I testi sono cinici, freddi, di una sensualità tristemente realista (quando si sa, i sentimenti imporrebbero una necessaria esaltazione) e ricordano le poesie del corregionale Aldo Nove (“…siamo in pochi a non essere ancora morti / Ancora meno di quelli che non sono mai nati e non nasceranno…”), ma assumono calore grazie alla voce di un Cristiano Godano in gonnella, la Nostra Barbara, dagli acuti solidi e melodici e dall’interpretazione inquietante, che gioca a dissacrare G.L.Ferretti.

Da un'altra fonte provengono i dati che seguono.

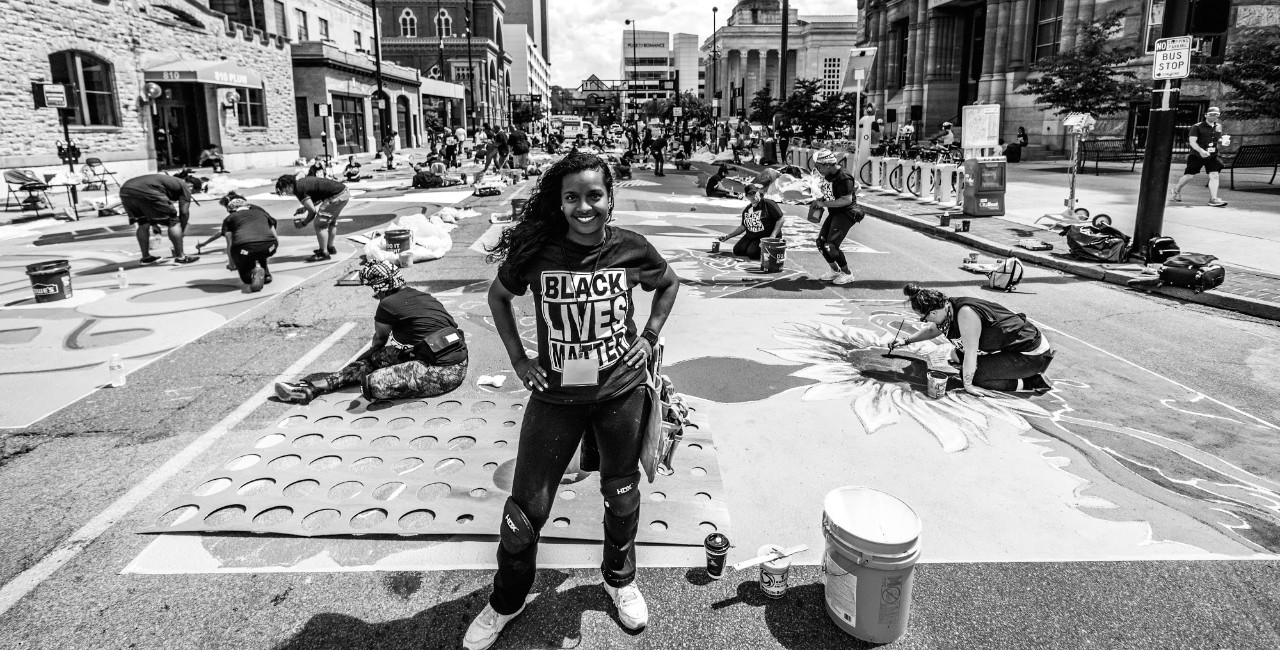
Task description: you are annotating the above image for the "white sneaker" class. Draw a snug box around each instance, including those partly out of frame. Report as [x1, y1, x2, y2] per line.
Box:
[462, 604, 525, 650]
[603, 582, 649, 630]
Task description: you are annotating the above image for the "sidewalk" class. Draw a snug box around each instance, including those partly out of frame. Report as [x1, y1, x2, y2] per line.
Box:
[716, 156, 1280, 321]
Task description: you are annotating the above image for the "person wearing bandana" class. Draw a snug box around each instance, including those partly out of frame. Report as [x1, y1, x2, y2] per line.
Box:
[462, 152, 680, 650]
[275, 261, 467, 404]
[890, 284, 1053, 395]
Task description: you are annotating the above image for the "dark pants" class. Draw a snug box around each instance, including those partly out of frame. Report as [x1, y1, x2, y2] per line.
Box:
[818, 214, 854, 270]
[232, 242, 276, 284]
[956, 349, 1053, 390]
[733, 234, 760, 260]
[489, 385, 648, 614]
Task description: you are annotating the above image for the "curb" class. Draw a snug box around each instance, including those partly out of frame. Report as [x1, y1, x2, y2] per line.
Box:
[859, 198, 1280, 321]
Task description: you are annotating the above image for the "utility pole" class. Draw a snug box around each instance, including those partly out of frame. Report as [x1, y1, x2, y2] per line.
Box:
[1133, 0, 1190, 258]
[370, 0, 390, 151]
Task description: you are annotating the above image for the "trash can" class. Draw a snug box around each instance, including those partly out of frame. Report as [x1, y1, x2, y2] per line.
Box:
[822, 486, 920, 644]
[27, 260, 72, 302]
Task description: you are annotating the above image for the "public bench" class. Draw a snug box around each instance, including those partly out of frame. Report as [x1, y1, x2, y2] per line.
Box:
[1079, 139, 1143, 175]
[1224, 145, 1280, 189]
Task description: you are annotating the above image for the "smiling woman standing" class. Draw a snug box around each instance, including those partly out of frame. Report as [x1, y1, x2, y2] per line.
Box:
[463, 154, 678, 650]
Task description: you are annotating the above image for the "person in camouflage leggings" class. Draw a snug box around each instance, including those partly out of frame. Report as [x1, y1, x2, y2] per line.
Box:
[275, 261, 467, 403]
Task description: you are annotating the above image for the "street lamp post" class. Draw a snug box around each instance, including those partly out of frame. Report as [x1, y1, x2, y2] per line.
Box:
[626, 18, 640, 118]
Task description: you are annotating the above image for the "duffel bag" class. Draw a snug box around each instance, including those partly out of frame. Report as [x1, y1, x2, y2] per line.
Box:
[1160, 264, 1226, 293]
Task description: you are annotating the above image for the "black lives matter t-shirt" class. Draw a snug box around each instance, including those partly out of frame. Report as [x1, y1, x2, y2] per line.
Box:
[498, 226, 667, 403]
[742, 198, 782, 239]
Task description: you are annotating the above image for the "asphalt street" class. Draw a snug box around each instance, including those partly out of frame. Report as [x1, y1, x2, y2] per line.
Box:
[0, 158, 1280, 649]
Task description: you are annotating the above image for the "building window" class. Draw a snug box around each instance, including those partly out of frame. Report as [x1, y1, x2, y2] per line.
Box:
[435, 9, 453, 37]
[1032, 0, 1062, 61]
[49, 51, 120, 127]
[822, 59, 842, 95]
[401, 6, 417, 38]
[271, 0, 289, 38]
[236, 88, 266, 127]
[293, 9, 311, 41]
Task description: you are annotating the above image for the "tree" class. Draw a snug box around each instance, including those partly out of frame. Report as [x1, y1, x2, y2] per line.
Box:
[1016, 9, 1151, 116]
[778, 79, 823, 138]
[1192, 31, 1280, 119]
[751, 86, 778, 124]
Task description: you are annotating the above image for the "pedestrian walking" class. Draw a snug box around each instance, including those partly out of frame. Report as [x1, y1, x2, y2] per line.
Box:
[1174, 106, 1231, 207]
[120, 174, 200, 264]
[275, 174, 351, 262]
[196, 192, 279, 292]
[717, 183, 782, 260]
[462, 154, 680, 650]
[809, 148, 863, 284]
[275, 261, 467, 404]
[891, 284, 1053, 394]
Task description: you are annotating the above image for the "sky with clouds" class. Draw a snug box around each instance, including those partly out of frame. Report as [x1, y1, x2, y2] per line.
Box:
[547, 0, 855, 88]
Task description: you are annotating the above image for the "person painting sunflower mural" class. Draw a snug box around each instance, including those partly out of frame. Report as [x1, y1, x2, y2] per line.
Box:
[463, 152, 678, 650]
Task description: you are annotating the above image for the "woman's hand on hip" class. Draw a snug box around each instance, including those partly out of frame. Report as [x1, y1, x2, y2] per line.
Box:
[515, 357, 550, 390]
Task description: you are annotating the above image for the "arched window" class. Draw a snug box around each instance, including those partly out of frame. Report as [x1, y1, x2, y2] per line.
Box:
[49, 50, 120, 127]
[435, 9, 453, 37]
[401, 6, 417, 38]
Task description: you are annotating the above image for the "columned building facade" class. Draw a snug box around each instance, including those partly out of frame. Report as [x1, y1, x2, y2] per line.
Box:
[858, 0, 1280, 151]
[701, 0, 860, 118]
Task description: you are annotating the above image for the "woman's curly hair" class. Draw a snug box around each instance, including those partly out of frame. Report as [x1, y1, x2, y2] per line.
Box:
[485, 152, 613, 273]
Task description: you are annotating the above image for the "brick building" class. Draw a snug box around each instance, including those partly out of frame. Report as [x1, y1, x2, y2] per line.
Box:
[0, 0, 298, 177]
[858, 0, 1280, 151]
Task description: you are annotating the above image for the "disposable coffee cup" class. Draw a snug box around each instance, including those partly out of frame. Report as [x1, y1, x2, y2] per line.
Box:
[703, 532, 728, 580]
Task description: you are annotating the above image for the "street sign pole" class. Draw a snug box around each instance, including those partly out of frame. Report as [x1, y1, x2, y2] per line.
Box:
[1130, 0, 1190, 260]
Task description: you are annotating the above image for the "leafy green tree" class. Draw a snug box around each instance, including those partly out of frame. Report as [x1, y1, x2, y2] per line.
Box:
[778, 79, 824, 138]
[750, 86, 778, 124]
[1192, 29, 1280, 119]
[1016, 9, 1151, 116]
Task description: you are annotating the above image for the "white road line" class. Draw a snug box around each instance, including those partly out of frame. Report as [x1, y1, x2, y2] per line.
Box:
[1033, 320, 1280, 431]
[0, 322, 356, 614]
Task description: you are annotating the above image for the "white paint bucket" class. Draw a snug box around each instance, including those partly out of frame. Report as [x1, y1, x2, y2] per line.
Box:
[822, 486, 920, 644]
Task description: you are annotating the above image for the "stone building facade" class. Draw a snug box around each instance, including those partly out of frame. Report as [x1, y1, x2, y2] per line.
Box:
[858, 0, 1280, 151]
[701, 0, 860, 118]
[0, 0, 298, 177]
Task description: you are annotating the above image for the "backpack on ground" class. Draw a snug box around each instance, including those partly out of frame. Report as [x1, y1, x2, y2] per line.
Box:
[987, 257, 1023, 292]
[1147, 235, 1183, 264]
[1160, 253, 1226, 293]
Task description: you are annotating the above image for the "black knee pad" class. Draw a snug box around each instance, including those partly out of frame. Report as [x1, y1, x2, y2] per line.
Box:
[498, 496, 538, 553]
[600, 472, 640, 517]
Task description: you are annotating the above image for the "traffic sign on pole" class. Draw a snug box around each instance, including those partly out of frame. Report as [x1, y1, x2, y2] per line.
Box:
[1151, 36, 1192, 79]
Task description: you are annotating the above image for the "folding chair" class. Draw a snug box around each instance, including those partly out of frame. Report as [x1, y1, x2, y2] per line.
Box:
[81, 157, 120, 192]
[4, 169, 54, 212]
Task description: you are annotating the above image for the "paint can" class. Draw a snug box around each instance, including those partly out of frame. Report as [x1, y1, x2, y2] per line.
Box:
[703, 532, 728, 580]
[27, 260, 72, 302]
[383, 230, 413, 253]
[822, 486, 922, 644]
[756, 544, 791, 599]
[760, 237, 787, 273]
[925, 370, 947, 399]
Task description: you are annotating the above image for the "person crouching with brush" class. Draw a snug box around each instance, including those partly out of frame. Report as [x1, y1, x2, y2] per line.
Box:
[462, 152, 680, 650]
[890, 284, 1053, 394]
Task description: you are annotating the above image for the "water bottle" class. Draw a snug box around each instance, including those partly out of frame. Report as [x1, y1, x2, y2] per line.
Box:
[106, 354, 124, 388]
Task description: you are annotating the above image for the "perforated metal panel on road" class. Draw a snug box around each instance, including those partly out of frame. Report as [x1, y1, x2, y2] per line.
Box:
[145, 393, 730, 545]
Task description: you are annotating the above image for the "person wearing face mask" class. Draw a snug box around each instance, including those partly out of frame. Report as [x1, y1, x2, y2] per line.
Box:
[890, 284, 1053, 394]
[196, 192, 279, 292]
[1174, 106, 1226, 207]
[462, 152, 680, 650]
[809, 148, 863, 284]
[275, 261, 467, 404]
[717, 183, 782, 260]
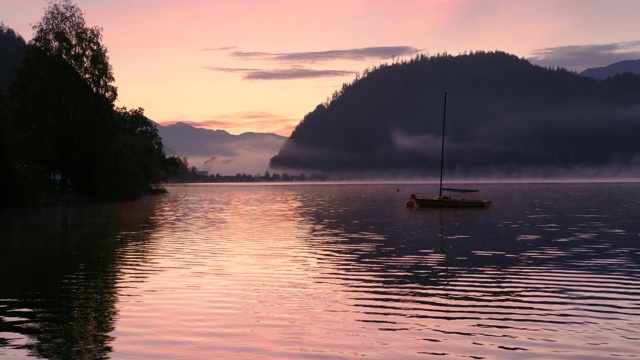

Il timbro è deciso e di spessore, un mix tra Meg dei 99 Posse e Mara Redeghieri degli Ustmamò e capace di imprimersi a fuoco nella mente dell’ascoltatore. Chitarre, basso e batteria sinceri fratelli di Verdena e Scisma, rievocano distorsioni sonicyouthiane e graffiano l’aria con riff aggressivi ed elettrici. Il primo pezzo, Tiepidazione, è incalzante, ma si contraddice, testo e contesto si litigano una certa coerenza: “stacanovista vuoi rendere al massimo ma a volte è utile bloccare l’apnea per evitare poi di ritrovarsi in psicoterapia…”, la parola dice “Fermati!” mentre la musica urla “Muoviti!” con un crescente senso di angoscia. Non si capisce bene l’intento comunicativo. Tutto questo sarà forse voluto?
Si passa poi a 400 Colpi che scioglie nella bocca della cantante la “L” di colpi con la “R” di corpi, colpi “centrati giusto al cuore”, corpi “reincarnati”, 400 in tutto, la voce riecheggia nel basso di Andrea Bulletti e fa molto Zombie dei Cranberries. Troviamo gli stessi “corpi” (ossessione anatomica??) all’inizio di Karmiko con un testo molto interessante dove la voce ripete innocentemente “…e simulo un orgasmo” facendo quasi venire voglia di farlo. Uguali, nella loro semplice enigmaticità e nel loro aperto ermetismo, anche Oriente Magnetico e Calembuor. Animeanonime è acusticamente familiare per il suo rimando “pop adolescenziale” ai C.S.I. di Linea Gotica (del resto i miti sono fatti per essere frantumanti no?).
Seguono 6 brevi composizioni noise, immediate e anonime. La traccia comunque più stimolante è la 13, progressioni elettroniche e sospiri toccanti, atmosfere notturne da luci spente e rumori superficiali “…è intangibile la cera in calore, è inconfutabile il resto in odore, è ineludibile lo scacco d’umore, è intelligìbile il basso sapore”. La ripetizione del prefisso “in” fa presa sull’apparato emotivo e, Incredibilmente, crea una certa alterazione umorale: non felicità né tristezza, bensì un senso di sorprendente serenità.
Alla fine dell’ascolto però sarebbe lecito porsi una domanda dalla scontatezza disarmante, ma dall’Incontenibile curiosità: e adesso dove sarà finita Baby Jane?